Skip to content

Decline Effect in Linguistics?

Josef Fruehwald writes:

In the past few years, the empirical foundations of the social sciences, especially Psychology, have been coming under increased scrutiny and criticism. For example, there was the New Yorker piece from 2010 called “The Truth Wears Off” about the “decline effect,” or how the effect size of a phenomenon appears to decrease over time. . . .

I [Fruehwald] am a linguist. Do the problems facing psychology face me? To really answer that, I first have to decide which explanation for the decline effect I think is most likely, and I think Andrew Gelman’s proposal is a good candidate:

The short story is that if you screen for statistical significance when estimating small effects, you will necessarily overestimate the magnitudes of effects, sometimes by a huge amount.

I’ve put together some R code to demonstrate this point. Let’s say I’m looking at two populations, and unknown to me as a researcher, there is a small difference between the two, even though they’re highly overlapping. Next, let’s say I randomly sample 10 people from each population . . .

[simulation results follow, including some graphs]
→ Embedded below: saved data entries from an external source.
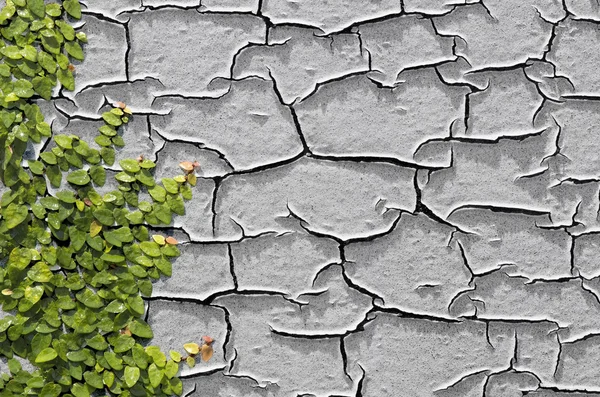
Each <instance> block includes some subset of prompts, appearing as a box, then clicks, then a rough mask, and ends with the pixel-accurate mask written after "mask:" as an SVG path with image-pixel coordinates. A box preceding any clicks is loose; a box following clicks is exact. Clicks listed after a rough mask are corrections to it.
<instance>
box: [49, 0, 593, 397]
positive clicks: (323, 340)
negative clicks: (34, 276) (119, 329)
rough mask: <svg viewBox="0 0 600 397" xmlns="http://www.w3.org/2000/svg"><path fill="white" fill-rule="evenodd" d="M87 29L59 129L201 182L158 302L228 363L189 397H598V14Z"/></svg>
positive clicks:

I [Fruehwald] think how much I ought to worry about the decline effect in my research, and linguistic research in general, is inversely proportional to the size of the effects we’re trying to chase down. If the true size of the effects we’re investigating are large, then our tests are more likely to be well powered, and we are less likely to experience Type M errors.

And in general, I don’t think the field has exhausted all of our sledgehammer effects. For example, Sprouse and Almeida (2012) [pdf] successfully replicated somewhere around 98% of the syntactic judgments from the syntax textbook Core Syntax (Adger 2003) using experimental methods (a pretty good replication rate if you ask me), and in general, the estimated effect sizes were very large.

However, there is one phenomenon that I’ve looked at that I think has been following a decline effect pattern: the exponential pattern in /t d/ deletion. . . .

I’m curious what the linguists in the audience think, especially about the last point (for which Fruehwald supplies a bunch of data that can be found at his linked post).


  1. It was embarrassing to hear Radiolab cover the decline effect as if there’s some sort of universal physical force decreasing the newness in the universe (is this or science?!) rather than simply “They did their stats wrong.”

  2. Luke says:

    My guess (as a linguist) is that we might expect to see effects shrink over time, but not in the field as a whole but rather across different sub-domains and as a function theoretical maturity. In other words, we might expect theory in a particular area to move over time from broad contrasts (and large effects) toward more subtle contrasts between variables that result in smaller effects.

    I’ll give a quick example from a recent synthesis (Plonsky and Gass, 2011 in Language Learning). We looked at 174 studies in the interactionist tradition of second language acquisition from 1980-2009 and found the average d values for treatment-comparison contrasts to decline over the life of this line of research: 1980s = 1.62, 1990s = .82, 2000s = .52. And of course and you might expect, theory (and research) in this area has been moving steadily toward increased nuance.

  3. Edward says:

    It is hard for me (a linguist) to see how the studies of /t,d/ deletion constitute an example of the decline effect – in fact you could argue there has been an increase in effect size. Guy (1991) was effectively comparing two models of the rate at which word-final /t/ and /d/ are deleted in pronunciations of regular past tense words like ‘packed’ and ‘semi-weak’ past tense words like ‘kept’ (where the past tense is marked by a vowel change as well as addition of /t,d/): one model in which these two rates are independent, and another in which they are constrained to follow the relationship mentioned by Fruehwald – i.e. a model with one less parameter. Guy concluded that the simpler model fitted as well as the more complex model, which would normally be construed as absence of an effect. Fruehwald doesn’t report direct comparisons of the simpler/more complex models for subsequent data sets, but it appears that the simpler model fits less well in the later studies, so it looks like the effect of past tense type (regular vs. semi-weak) on /t,d/ deletion has grown over time. Or rather, Guy’s model just doesn’t work for similar phenomena in other dialects of English.

    • I think the way you’ve described the situation is what I meant by the decline effect. The history as I understand it was an almost too good to be true result, rapidly followed by a few enthusiastic replications, and then increasingly more and more reports where the model didn’t fit. I guess I was talking more about how the goodness of fit of the particular model has declined over time, rather than any particular effect size.

      And in that sense, I guess the exponential model is another case of a “small” effect, insofar as the goodness of fit of the exponential model compared to really any other model is highly sensitive to slight deviations in the estimated parameters.

      • Edward says:

        I suppose that this kind of decline effect could arise from screening for non-significance of the comparison of a model to a saturated model: Guy might not have published his theory if he had found significant lack of fit of the exponential model. But my guess is that the difference in fit between the simpler and complex models of /t,d/ deletion in past-tense verbs is not inherently small – it just happened to be in Guy’s data set – so there’s not a general problem of estimating small effects/differences in goodness of fit in this area.